You have to understand that these expressions are just builders for Java code source.
(that will be compiled on the fly)
So one has to think like when one does Clojure interop from Java
I think we can achieve an API like (df src spec & xforms-then-options)
very close to what we have for rdd
that would be awesome
the snippet above is totally untested (well it compiles and produces an expression)
while learning about CollReduce, what about parallel fold?
on todo list for rdd I guess: https://github.com/HCADatalab/powderkeg/blob/master/src/main/clojure/powderkeg/core.clj#L662
not managing a PR tonight, maybe later
This code is there from the early times. I don't remember why it got commented out.

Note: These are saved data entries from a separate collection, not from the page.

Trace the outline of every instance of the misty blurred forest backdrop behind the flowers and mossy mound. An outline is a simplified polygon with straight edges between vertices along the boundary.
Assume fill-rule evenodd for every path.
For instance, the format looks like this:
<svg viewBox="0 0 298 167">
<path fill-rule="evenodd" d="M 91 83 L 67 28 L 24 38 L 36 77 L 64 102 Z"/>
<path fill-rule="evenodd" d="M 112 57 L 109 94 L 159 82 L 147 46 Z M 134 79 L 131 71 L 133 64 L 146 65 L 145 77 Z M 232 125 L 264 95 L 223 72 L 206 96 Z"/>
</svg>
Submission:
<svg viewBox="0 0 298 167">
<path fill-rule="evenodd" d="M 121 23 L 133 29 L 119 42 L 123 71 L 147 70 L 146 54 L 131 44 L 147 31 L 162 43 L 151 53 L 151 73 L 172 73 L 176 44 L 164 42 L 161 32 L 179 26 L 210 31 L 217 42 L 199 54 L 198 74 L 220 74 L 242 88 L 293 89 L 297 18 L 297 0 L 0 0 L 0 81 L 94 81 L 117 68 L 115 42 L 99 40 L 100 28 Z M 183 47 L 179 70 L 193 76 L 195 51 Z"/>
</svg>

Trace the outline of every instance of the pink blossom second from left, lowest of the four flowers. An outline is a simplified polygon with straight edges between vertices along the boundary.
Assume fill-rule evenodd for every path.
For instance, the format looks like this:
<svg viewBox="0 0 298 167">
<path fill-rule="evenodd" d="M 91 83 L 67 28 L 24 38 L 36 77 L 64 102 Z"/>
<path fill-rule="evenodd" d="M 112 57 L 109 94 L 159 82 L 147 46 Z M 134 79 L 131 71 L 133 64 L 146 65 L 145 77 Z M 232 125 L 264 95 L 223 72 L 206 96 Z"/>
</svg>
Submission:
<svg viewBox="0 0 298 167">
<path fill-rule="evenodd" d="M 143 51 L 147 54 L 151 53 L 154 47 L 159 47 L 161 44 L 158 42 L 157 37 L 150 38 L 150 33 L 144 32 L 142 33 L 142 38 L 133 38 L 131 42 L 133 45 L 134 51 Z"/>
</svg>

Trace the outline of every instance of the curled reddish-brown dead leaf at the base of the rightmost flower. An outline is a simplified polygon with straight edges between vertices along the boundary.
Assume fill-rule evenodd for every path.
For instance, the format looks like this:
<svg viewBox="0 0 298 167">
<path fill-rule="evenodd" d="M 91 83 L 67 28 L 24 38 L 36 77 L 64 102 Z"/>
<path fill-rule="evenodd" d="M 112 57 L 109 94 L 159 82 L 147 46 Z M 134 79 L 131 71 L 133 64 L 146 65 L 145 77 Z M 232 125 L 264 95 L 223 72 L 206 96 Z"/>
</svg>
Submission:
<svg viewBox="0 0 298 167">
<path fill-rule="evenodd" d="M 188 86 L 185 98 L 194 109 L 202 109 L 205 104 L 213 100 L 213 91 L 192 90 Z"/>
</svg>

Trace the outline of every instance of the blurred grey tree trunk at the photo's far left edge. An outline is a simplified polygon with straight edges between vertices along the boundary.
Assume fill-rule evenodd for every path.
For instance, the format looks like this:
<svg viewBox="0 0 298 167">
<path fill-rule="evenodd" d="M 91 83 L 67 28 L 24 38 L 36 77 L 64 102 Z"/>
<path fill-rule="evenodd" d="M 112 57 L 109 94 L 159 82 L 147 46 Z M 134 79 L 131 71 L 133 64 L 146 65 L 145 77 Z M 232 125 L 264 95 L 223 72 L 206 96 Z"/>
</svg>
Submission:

there is a related todo comment
on another note, where is the book on Clojure collection protocols, would need one :)
I do remember. Transducers assume linear traversal. So you have to solve transducers+fold first.
saw some stackoverflow question about that
Rich's strange loop talk on transducers mentioned parallellism on one slide, wonder where it is at now :)
If I understand Alex's mention of kv, I believe I solved it my way in xforms.
have to grok that too, but now have to try sleeping :)
With by-key I deal with deterministic partitioning. Fold is non-deterministic.